É preciso defender quem trabalha
O deputado comunista Bruno Dias está de acordo: «temos de ter um sistema fiscal que consiga ajudar a redistribuir a riqueza. Neste momento, os estudos internacionais demonstram que há um forte crescimento das desigualdades e da pobreza. Mesmo que só daqui a alguns anos seja possível quantificar o impacto da pandemia na pobreza e desigualdades em Portugal, é indesmentível que ela se tem acentuado». O deputado sublinha, ao AbrilAbril, propostas feitas pelo PCP para atalhar alguns aspectos mais gravosos desta crise, como a falência de muitas micro, pequenas e médias empresas e a defesa dos rendimentos de quem trabalha. Realça ter-se conseguido que, ao contrário do que aconteceu no primeiro confinamento, o lay-off seja igual ao salário do trabalhador, e a importância de garantir que os apoios cheguem atempadamente às pequenas empresas.
«Uma coisa é disponibilizar e assegurar uma verba significativa para as micro e pequenas e médias empresas e outra coisa é mostrar o dinheiro e de facto ele chegar a essas empresas. Os apoios são comunicados com pompa e circunstância, mas depois verificou-se que as verbas não chegavam às empresas por dificuldades tremendas de acesso às linhas de apoio e por um conjunto muito grande e crescente de exigências burocráticas. Nós conseguimos aprovar uma medida de não discriminação para as micro, pequenas e médias empresas que permite que mais gente possa ter acesso a esses apoios, infelizmente ainda persistem muitos bloqueios para que se apoiem devidamente as pessoas», alerta.

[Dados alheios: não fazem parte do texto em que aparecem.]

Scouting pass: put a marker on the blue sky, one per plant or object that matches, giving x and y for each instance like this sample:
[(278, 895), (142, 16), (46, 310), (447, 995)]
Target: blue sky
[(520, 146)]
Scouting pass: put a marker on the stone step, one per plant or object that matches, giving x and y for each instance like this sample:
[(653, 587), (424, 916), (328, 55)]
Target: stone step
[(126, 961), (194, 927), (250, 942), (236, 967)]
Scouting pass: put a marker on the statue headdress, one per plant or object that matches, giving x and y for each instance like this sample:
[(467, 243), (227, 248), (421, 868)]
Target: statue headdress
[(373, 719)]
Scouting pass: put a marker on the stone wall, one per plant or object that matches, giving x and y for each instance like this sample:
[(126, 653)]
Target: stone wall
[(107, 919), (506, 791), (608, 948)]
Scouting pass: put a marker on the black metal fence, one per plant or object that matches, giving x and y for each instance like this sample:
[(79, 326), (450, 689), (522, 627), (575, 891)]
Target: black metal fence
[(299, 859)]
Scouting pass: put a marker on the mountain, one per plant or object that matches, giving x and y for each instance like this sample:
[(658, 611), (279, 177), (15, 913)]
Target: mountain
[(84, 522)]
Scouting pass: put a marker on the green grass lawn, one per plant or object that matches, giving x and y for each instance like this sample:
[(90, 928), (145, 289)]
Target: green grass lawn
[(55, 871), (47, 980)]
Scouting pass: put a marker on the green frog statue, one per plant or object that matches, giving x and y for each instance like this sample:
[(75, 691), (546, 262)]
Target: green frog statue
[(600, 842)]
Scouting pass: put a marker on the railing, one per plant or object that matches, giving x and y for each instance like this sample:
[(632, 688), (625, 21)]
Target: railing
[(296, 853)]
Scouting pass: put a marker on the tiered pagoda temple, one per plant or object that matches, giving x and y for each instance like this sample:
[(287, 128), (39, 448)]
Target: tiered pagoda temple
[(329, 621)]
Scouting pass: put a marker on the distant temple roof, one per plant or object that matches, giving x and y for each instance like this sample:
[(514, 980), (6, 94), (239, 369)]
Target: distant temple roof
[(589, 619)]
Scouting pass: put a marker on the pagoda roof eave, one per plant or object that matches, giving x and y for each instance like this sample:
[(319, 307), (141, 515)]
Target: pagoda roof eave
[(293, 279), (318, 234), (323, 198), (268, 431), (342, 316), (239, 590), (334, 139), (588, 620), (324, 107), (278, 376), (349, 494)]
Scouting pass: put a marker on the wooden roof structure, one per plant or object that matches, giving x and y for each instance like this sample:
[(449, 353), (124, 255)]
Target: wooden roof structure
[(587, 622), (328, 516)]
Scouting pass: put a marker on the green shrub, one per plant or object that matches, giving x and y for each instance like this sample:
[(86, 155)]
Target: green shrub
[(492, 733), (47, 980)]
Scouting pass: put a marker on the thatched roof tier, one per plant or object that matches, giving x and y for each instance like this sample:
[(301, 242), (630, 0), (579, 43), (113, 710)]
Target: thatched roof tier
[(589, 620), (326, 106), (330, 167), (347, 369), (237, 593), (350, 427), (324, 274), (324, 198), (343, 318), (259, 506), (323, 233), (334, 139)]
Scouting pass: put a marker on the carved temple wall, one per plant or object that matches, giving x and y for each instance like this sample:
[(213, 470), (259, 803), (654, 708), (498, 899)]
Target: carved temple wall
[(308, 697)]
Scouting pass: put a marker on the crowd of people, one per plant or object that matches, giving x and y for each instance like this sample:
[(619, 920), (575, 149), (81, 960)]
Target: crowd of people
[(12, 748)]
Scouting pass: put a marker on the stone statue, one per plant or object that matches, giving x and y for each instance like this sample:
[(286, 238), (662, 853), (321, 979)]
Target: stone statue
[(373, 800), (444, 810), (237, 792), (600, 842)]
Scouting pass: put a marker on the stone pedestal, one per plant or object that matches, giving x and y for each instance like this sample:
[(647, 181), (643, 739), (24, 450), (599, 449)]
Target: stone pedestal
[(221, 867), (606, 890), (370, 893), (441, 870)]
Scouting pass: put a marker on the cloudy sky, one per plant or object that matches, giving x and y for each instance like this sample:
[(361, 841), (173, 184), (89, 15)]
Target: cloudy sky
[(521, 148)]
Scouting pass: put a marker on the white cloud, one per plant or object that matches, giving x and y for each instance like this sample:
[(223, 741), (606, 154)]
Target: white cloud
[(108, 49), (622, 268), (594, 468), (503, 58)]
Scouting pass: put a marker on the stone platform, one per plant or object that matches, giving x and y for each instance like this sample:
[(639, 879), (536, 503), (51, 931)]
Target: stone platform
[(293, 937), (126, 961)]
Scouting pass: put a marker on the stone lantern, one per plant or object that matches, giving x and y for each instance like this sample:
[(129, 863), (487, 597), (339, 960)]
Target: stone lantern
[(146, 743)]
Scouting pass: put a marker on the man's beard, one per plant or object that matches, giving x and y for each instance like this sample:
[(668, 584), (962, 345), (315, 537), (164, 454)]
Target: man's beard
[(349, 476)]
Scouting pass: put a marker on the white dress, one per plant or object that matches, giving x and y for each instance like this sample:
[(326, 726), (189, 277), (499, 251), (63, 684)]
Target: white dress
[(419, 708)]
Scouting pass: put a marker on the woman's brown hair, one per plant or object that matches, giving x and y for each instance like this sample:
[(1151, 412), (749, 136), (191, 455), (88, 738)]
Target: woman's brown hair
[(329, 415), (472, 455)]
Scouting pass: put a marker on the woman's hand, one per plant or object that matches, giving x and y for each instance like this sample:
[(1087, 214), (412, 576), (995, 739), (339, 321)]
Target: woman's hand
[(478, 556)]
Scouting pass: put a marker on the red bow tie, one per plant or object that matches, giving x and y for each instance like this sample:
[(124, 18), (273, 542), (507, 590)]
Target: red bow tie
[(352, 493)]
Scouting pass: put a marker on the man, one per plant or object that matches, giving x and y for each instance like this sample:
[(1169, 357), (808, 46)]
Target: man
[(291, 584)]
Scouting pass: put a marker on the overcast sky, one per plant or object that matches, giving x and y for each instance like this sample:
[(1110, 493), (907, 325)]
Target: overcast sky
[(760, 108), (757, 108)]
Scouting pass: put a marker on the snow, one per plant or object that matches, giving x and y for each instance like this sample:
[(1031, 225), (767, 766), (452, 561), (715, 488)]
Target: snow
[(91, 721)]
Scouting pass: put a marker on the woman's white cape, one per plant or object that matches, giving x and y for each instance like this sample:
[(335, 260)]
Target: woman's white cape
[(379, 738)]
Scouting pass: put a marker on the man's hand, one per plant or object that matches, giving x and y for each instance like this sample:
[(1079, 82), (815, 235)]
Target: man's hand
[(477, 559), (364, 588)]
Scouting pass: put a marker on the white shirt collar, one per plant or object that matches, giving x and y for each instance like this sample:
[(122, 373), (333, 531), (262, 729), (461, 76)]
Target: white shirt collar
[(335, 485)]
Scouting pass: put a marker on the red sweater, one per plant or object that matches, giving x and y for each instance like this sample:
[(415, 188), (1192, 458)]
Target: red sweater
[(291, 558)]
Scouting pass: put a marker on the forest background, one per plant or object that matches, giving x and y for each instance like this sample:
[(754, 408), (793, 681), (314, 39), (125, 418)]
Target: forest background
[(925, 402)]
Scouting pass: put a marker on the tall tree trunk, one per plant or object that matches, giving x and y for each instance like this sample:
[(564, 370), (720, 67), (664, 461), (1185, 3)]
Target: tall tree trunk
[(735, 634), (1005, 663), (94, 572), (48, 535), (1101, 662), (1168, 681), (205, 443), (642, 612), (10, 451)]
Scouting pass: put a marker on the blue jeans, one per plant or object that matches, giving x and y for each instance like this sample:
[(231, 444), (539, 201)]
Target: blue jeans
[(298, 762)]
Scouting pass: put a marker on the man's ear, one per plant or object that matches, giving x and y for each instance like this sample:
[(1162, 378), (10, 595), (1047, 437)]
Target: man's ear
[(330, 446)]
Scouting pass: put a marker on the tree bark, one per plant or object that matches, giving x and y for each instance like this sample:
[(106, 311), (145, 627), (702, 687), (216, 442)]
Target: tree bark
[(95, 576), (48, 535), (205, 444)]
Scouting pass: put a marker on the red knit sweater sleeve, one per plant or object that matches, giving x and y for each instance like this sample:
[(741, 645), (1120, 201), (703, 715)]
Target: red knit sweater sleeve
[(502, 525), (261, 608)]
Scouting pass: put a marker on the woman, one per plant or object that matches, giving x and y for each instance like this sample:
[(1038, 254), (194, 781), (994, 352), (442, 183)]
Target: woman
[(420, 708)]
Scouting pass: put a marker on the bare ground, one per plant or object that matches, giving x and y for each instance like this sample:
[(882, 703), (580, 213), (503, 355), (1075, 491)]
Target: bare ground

Por seu lado, a dirigente da CGTP-IN Andrea Araújo sublinha, em declarações ao AbrilAbril, a incidência da crise pandémica nas condições de vida de quem trabalhar e a necessidade de haver uma política que aumente os apoios sociais, e que se concentre, sobretudo, na defesa dos postos de trabalho.
«As consequências, desta crise, para os trabalhadores e para as suas famílias ainda não estão totalmente calculadas. Mas, por aquilo que conhecemos, podemos dizer que as remunerações de muitos trabalhadores reduziram-se no ano 2020. De acordo com o relatório sobre salários da OIT, Portugal foi, dos 28 países europeus estudados, daqueles em que ocorreram as maiores perdas salariais no segundo trimestre de 2020».
Para a sindicalista, a resposta governamental falhou nas prioridades: «desde o início que houve uma clara desproporção entre as medidas anunciadas para as empresas e as medidas tomadas para apoiar os trabalhadores e as famílias, com a agravante de se ter verificado, no que diz respeito às grandes empresas, um grande favorecimento em relação às micro e pequenas empresas. A CGTP-IN defendeu que era preciso actuar para preservar os postos de trabalho. O Governo deveria ter proibido todos os despedimentos e não o fez, o que levou a que nos primeiros meses fossem despedidos milhares de trabalhadores que se viram a braços com uma situação muito complicada, até porque mais de metade desses trabalhadores nem sequer tinha direito a prestações e apoios sociais. Tinha sido fundamental que o Estado exigisse às empresas que está a apoiar que não fizesse despedimentos».